While attending trade shows with his co-founder to seek out products that would give them a unique place in the market, they turned their eyes towards the technology scene, and ultimately settled on robo-vacuums, a very nascent market (in Singapore) at that time.

The idea was so new, in fact, that you could hardly get any units off retail shelves. Berrylalola capitalised on their ability to import these products, and gained the upper hand they had been seeking.

Technology and innovation, however, always progresses at breakneck speed, and the situation was no different with home cleaning appliances. On a competitive marketplace like Qoo10, playing in a competitive industry, how has Berrylalola continuously maintained their lofty position?

“We’ve never stopped looking for more advanced products. When we first began selling robo-vacuums, they were relatively dumb devices, with not much of a brain. Since then, we’ve constantly sourced for better products built with the latest innovations,” said Andrew with next to no hesitation.

The same principle extends to non-electronic devices, like the good old house mop. From conventional string mops, to squeeze mops, to spin mops, Berrylalola stayed ahead of the race by ensuring that they were the merchants selling the mops with features that few others, if any at all, were also offering.

Testing new waters

One way that brands gain recognition or reputation is to be particularly good at making or selling a particular class of products – Starbucks with coffee, Adidas and Nike with sports shoes, Swarovski with crystals, and the like.

With Berrylalola, one could very loosely classify them as a purveyor of home cleaning products. A closer look at their items, however, identifies a few outliers, like the Xiaomi TV, walkie-talkies, gym balls, photography light boxes, and travel organisers. Does the company source products in response to customer requests, or do they have ways of keeping a tab on the latest trends that they can the respond to?

“We have a good list of contacts and friends, who are wholesalers in our preferred trades, in major hubs like China and Malaysia,” said Andrew thoughtfully. “Whenever they receive new products that have gained a lot of recognition or innovation awards, they send it on to us to try.

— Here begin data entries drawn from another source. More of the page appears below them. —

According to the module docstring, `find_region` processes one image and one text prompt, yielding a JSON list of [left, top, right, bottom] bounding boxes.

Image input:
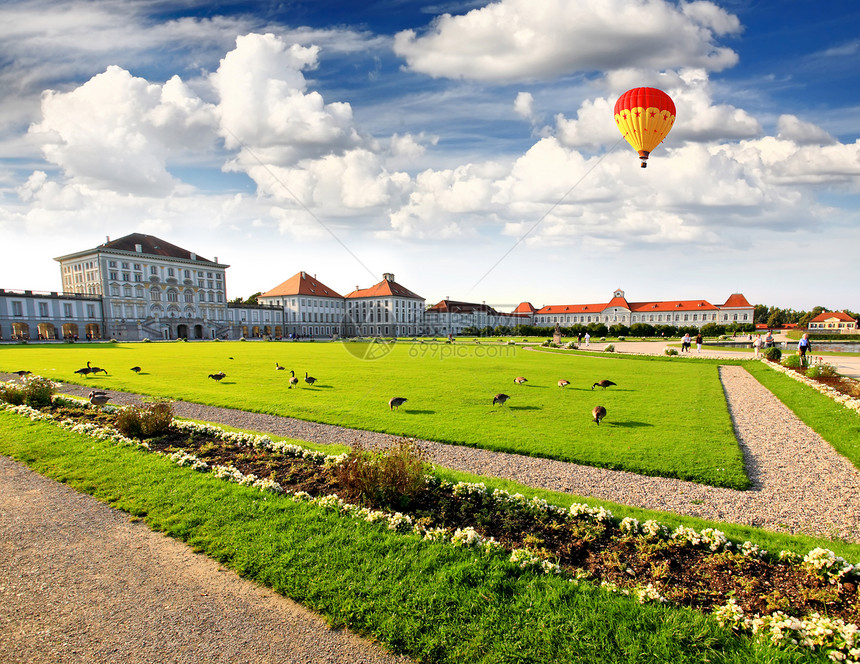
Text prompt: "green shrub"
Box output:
[[337, 438, 429, 509], [782, 355, 801, 369], [0, 383, 24, 406], [116, 401, 173, 438]]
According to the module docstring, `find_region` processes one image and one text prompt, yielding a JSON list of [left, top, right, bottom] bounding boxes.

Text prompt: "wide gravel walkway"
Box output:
[[47, 366, 860, 543], [0, 456, 410, 664]]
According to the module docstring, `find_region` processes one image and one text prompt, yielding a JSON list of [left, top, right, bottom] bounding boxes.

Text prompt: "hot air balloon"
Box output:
[[615, 88, 675, 168]]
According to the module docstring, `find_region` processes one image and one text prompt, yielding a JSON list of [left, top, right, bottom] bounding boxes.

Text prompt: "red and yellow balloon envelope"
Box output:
[[615, 88, 675, 168]]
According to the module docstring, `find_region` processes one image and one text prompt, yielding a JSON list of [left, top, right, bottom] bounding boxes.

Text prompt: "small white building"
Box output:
[[257, 272, 346, 338], [807, 311, 857, 334], [54, 233, 230, 341], [0, 289, 104, 341]]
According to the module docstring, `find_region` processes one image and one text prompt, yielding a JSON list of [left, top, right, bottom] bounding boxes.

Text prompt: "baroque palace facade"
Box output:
[[0, 233, 754, 341]]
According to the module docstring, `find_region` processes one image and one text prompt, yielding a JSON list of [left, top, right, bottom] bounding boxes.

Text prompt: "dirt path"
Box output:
[[0, 456, 410, 664]]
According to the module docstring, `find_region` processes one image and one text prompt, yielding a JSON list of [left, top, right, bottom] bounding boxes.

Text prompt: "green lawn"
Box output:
[[0, 413, 828, 664], [0, 342, 748, 488]]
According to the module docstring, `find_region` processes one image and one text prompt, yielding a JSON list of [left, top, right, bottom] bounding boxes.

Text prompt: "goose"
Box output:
[[388, 397, 408, 410], [591, 380, 615, 390], [89, 390, 110, 406]]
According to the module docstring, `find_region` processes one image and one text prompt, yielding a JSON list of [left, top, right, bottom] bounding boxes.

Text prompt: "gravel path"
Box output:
[[0, 456, 410, 664], [47, 366, 860, 542]]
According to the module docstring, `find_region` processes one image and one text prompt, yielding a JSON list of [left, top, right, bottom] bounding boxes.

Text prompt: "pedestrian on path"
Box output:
[[797, 334, 812, 367]]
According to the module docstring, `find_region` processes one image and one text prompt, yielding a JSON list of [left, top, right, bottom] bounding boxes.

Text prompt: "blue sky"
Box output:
[[0, 0, 860, 311]]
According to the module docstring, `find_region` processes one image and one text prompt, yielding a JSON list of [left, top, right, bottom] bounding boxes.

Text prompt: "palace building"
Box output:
[[0, 233, 756, 341]]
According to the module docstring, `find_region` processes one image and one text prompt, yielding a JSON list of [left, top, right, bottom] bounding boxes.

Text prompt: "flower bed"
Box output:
[[6, 390, 860, 662], [762, 360, 860, 415]]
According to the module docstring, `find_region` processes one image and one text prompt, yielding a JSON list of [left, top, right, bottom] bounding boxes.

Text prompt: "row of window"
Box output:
[[535, 314, 749, 323], [11, 300, 96, 318]]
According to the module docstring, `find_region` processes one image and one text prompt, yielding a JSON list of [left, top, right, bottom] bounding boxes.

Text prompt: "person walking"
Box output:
[[797, 333, 812, 367], [681, 332, 692, 353], [753, 334, 761, 357]]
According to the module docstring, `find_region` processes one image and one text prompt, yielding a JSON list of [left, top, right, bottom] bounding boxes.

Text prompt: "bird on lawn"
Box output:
[[591, 380, 615, 390], [89, 390, 110, 406], [388, 397, 408, 410]]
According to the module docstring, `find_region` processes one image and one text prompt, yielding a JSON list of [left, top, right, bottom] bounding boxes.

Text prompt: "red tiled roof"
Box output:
[[723, 293, 752, 307], [259, 272, 343, 298], [535, 304, 607, 314], [511, 302, 537, 314], [809, 311, 857, 323], [346, 279, 424, 300], [630, 300, 718, 314]]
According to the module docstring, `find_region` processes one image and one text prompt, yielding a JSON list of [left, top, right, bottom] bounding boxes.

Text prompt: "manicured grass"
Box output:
[[0, 413, 827, 664], [747, 362, 860, 470], [0, 342, 749, 488]]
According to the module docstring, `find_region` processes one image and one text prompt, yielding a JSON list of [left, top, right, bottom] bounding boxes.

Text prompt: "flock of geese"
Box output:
[[488, 376, 616, 425], [12, 357, 616, 425]]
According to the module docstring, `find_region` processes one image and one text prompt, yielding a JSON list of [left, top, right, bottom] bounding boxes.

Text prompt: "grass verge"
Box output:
[[0, 413, 827, 664], [747, 362, 860, 470]]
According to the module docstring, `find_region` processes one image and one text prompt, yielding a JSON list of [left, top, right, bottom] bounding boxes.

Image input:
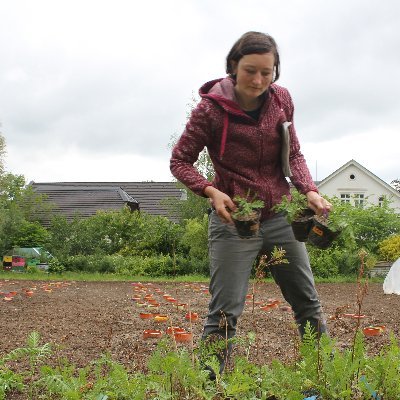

“Of course, not every product we are recommended is suitable [for our customers]. We have to use our own judgment to decide [if our customers will be interested],” he goes on to elaborate.

“I’ll usually try the product out for myself, and actually use it, before I make a decision on whether to bring it in for the store.”

A word to the wise

And what would Andrew say to eager entrepreneurs thinking about entering the e-commerce space?

“Now ah? Better don’t lah,” he winces, shaking his head and laughing.

“The fact is,” Andrew continues reflectively, “anybody can start an online business today. Anyone. It’s so easy.

“It’s a great way to supplement your main income. But to do it full-time and do it big, your risk appetite needs to be there. If not it will be very difficult for you.

“Choosing the wrong product to sell, or even stocking good products at a mismatched price point, means you lose your winning edge. All your cash will be stuck, with expenses to pay like rental. Then you have a cashflow problem, and your business will suffer.”

Wisdom for the young’uns

Andrew’s advice to minimise these risks?

“Don’t over-commit on the products you bring in,” he replies decisively. “Don’t overspend the cash you have, and always budget for rainy days.

“If you bring in the wrong product, and spend everything you have bringing that wrong product in, you’re dead. So whenever you do your calculations, make sure you have enough in your bank to tank potential mistakes like wrong products.

“Until today, we have products leftover from 3 years ago. We have all these [bad] experiences, but we have no choice. We just have to move on, and make sure we calculate better.”